I agree with Brent. Ever since the Ultra, Fortec has had a bug with respect to strange things happening whenever you exceed not only the maximum number of transponders, but the maximum number of other items too, like active transponders, channels, and some other things. Instead of fixing the problems, Fortec just added more memory, so that it takes longer before the symptoms appear.
With the ULTRA, however you could always determine if this was the problem, because it had has a channel editor that gives all this information, ie it shows how close you are to each limit, but the Mercury has only a marginally functional editor. I don't think it had this info, but I might be wrong.
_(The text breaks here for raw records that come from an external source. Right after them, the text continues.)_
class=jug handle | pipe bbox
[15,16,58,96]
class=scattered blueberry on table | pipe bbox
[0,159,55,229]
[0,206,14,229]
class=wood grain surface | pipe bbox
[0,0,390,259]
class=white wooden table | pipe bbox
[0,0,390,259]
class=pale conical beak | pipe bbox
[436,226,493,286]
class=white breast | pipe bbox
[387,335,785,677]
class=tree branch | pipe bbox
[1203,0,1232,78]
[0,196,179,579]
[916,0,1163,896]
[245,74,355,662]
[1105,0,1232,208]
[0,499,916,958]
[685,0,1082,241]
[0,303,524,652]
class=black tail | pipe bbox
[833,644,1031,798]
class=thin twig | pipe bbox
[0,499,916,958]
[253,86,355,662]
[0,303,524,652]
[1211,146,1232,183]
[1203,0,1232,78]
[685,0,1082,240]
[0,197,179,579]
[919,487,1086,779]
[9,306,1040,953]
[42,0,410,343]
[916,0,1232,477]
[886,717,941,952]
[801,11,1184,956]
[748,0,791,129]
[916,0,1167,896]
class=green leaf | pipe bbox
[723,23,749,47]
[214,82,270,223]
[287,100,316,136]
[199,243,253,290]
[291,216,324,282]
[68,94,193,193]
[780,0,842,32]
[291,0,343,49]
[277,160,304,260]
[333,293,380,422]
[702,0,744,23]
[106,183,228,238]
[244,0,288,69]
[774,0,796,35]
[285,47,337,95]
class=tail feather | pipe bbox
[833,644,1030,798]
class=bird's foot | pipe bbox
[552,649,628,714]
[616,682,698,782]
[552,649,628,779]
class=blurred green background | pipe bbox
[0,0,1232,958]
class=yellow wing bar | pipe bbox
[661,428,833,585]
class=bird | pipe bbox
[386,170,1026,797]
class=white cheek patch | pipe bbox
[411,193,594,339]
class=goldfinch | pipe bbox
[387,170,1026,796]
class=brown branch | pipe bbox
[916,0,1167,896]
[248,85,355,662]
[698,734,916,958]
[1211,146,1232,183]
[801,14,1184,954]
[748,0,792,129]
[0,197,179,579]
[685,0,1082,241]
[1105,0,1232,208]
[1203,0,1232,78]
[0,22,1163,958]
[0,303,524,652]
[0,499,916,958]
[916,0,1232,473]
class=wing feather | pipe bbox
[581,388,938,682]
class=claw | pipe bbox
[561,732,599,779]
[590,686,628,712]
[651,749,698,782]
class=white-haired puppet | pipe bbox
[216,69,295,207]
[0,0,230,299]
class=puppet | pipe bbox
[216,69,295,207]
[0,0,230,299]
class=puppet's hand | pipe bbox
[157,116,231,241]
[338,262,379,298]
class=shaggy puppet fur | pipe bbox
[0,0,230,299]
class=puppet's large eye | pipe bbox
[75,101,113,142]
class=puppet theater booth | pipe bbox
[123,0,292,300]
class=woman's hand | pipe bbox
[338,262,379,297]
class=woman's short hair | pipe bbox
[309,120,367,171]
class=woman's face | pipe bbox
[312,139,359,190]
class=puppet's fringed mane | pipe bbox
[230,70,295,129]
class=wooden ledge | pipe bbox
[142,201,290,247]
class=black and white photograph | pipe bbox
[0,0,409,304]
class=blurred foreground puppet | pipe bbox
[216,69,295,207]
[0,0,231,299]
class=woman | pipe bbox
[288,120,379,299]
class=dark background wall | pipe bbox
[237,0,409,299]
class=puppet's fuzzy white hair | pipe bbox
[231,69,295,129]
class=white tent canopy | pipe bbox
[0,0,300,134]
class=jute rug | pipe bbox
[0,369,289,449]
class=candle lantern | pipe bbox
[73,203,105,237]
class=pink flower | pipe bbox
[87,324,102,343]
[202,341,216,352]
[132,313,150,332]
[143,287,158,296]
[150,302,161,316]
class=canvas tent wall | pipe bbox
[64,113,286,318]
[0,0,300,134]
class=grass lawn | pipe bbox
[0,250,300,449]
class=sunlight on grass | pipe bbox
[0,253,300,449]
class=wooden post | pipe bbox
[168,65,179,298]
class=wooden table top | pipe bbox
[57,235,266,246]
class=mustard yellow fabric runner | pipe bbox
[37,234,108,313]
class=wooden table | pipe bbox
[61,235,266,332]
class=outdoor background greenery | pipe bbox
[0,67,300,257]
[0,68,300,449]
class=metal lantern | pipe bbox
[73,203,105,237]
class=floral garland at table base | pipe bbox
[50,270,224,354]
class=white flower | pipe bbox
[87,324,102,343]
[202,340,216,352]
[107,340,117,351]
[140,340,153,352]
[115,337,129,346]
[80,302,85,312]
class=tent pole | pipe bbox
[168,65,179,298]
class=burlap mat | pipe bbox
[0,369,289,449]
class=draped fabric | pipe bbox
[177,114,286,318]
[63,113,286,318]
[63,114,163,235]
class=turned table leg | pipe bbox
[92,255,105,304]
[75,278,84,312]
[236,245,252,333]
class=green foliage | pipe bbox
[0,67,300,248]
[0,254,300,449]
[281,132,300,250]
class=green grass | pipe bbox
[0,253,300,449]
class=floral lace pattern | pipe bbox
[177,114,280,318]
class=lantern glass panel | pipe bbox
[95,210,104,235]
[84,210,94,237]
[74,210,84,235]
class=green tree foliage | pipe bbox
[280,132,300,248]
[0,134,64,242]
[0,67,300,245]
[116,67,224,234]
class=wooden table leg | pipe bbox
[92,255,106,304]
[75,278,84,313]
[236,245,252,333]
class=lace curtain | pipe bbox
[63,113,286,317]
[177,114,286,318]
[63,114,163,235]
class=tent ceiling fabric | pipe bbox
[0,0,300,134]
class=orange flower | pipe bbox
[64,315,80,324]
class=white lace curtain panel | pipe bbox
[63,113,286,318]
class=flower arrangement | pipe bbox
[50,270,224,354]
But anyway, yes, after you get it working again, I would FIRST delete all unused satellites, before you start to program things again, then routinely delete all unused transpondersand unused channels to keep the receiver below the limits. However, and this is a big however, if you are using diseqC-1.2 to move your dish, if you delete satellites, it is very likely to mess up a lot of your sat positions due to the BUG in the diseqC-1.2 function, so I would only delete satellites BEFORE you start programming in any diseqC-1.2 positions.
You might be able to get the receiver back to operation without doing a complete factory reset, by going back to an older working channel data file, then deleting unused stuff, but whenever things like this happened to me, I'd just do a factory reset and start over. I have a Fortec Lifetime, Fortec Ultra, and Fortec Mercury, and the Ultra had more bugs than the Lifetime, and the Mercury has more bugs than both the prior receivers put together. With that trend, I don't think I'd ever consider another Fortec receiver.